Oh absolutely, relying on a header would be a placebo at best. I was thinking mo...

dmix · on Feb 19, 2023

Why should Google redteam their headless browser though? As other comments point out there's plenty of ways for bot detectors to id bots even with a browser which mirrors a normal one: https://news.ycombinator.com/item?id=34858056

Almost all of those are things are outside of the scope of the browser itself. And anyone doing serious bot attacks already have scripts/forks that modify these signals. I don't see how the chrome team could do much to help stop that at that level.

Bender · on Feb 19, 2023

In theory their blue team could come up with even more advanced puzzles that bots trip over and then open source and document the bot puzzles. I don't know that they would, incentives or lack thereof and all. If nothing else it might make their work day more fun.

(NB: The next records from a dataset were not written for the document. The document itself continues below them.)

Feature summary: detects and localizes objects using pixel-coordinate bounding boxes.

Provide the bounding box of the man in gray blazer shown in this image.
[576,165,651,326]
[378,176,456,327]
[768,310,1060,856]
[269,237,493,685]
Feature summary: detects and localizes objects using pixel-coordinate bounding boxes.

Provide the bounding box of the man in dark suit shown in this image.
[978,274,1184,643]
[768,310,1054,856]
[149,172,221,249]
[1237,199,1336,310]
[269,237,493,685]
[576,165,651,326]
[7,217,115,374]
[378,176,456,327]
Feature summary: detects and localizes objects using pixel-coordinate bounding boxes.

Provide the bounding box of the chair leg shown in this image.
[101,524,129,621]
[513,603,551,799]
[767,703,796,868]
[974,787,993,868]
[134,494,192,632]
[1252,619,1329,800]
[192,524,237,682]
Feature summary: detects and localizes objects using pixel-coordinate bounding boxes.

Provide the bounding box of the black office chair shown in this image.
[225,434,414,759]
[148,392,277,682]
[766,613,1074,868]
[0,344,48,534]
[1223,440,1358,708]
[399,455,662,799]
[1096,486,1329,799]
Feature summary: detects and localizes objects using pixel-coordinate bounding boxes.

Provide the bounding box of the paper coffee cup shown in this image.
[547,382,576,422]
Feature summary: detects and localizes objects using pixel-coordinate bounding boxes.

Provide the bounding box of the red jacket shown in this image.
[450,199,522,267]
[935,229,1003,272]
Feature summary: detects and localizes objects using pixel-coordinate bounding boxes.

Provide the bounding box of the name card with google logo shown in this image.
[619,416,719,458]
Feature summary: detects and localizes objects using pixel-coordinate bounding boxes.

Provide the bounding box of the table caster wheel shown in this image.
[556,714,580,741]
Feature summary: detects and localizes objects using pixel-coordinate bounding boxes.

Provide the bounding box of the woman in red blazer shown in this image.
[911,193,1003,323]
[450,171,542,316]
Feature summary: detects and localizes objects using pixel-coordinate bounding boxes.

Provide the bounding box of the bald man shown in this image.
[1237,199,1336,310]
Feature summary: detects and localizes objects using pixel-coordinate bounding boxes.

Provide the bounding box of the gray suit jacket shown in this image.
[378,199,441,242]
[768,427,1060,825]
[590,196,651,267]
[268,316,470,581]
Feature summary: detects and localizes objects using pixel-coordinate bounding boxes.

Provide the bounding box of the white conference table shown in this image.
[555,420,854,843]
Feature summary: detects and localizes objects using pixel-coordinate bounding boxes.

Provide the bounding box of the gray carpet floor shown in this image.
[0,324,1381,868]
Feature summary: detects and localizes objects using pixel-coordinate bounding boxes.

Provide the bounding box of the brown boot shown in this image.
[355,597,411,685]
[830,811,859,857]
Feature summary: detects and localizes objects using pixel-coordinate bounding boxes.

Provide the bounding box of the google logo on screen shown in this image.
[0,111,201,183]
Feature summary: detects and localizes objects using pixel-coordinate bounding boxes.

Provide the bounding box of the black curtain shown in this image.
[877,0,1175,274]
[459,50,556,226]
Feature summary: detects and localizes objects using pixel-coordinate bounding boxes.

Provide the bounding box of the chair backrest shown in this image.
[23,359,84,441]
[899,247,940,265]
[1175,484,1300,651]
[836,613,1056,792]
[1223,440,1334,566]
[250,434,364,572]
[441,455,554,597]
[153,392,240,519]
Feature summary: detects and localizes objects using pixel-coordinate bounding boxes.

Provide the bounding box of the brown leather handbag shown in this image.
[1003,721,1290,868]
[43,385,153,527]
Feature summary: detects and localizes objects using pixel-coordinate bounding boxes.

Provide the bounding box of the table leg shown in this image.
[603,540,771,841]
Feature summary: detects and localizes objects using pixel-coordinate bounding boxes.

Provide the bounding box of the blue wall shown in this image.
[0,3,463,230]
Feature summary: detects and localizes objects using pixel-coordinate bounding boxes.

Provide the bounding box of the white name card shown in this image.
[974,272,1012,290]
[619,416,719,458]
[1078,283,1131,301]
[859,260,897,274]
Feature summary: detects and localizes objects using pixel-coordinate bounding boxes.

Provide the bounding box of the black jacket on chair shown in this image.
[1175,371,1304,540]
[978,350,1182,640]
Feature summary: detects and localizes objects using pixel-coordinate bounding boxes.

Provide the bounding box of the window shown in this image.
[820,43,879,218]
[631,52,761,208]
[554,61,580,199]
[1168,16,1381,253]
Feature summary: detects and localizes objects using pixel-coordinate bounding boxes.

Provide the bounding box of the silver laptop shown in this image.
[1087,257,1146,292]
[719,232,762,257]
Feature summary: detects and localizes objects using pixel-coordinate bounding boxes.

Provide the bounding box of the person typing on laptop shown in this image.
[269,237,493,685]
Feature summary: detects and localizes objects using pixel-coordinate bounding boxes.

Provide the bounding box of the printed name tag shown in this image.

Or if I put my evil corp hat on, the incentive could be that they make puzzles that only Headless can get around and all other bots become trivial to block and obsolete by even the least knowledgeable hobbyist. Perhaps Google release Nginx, Apache HTTPD, Apache Traffic Server, Envoy and HAProxy modules that only Headless can get around and all other bots internet-wide are entirely silenced. Chrome becomes the one and only bot to rule them all.

robertlagrant · on Feb 19, 2023

Why would they want to do that?

Bender · on Feb 19, 2023

Oh man, you're making me put that hat back on.

I suppose that Google going through that exercise would mean that they get market dominance on bot gathering data and anyone not using Chrome Headless would be unable to obtain freebie data. This could enable future features whatever that may be. readjusts hat One future feature could be auto-discovery of Google DNS and Google proxies in GCP so they can learn about new data sources through crowd-sourcing thus making their big-data sets more complete and their machine learning more powerful. Developers could block the proxies or compile them out but as we know most people are too lazy to do this and many won't care.

Another advantage would be that eventually the only bots abusing Google would be bots using their code and they would know how to detect and deal with as they would implement their own open source anti-bot modules in their web servers, load balancers, etc...

There are more obscure ideas but I am doffing the hat before the hat-wraiths sense it.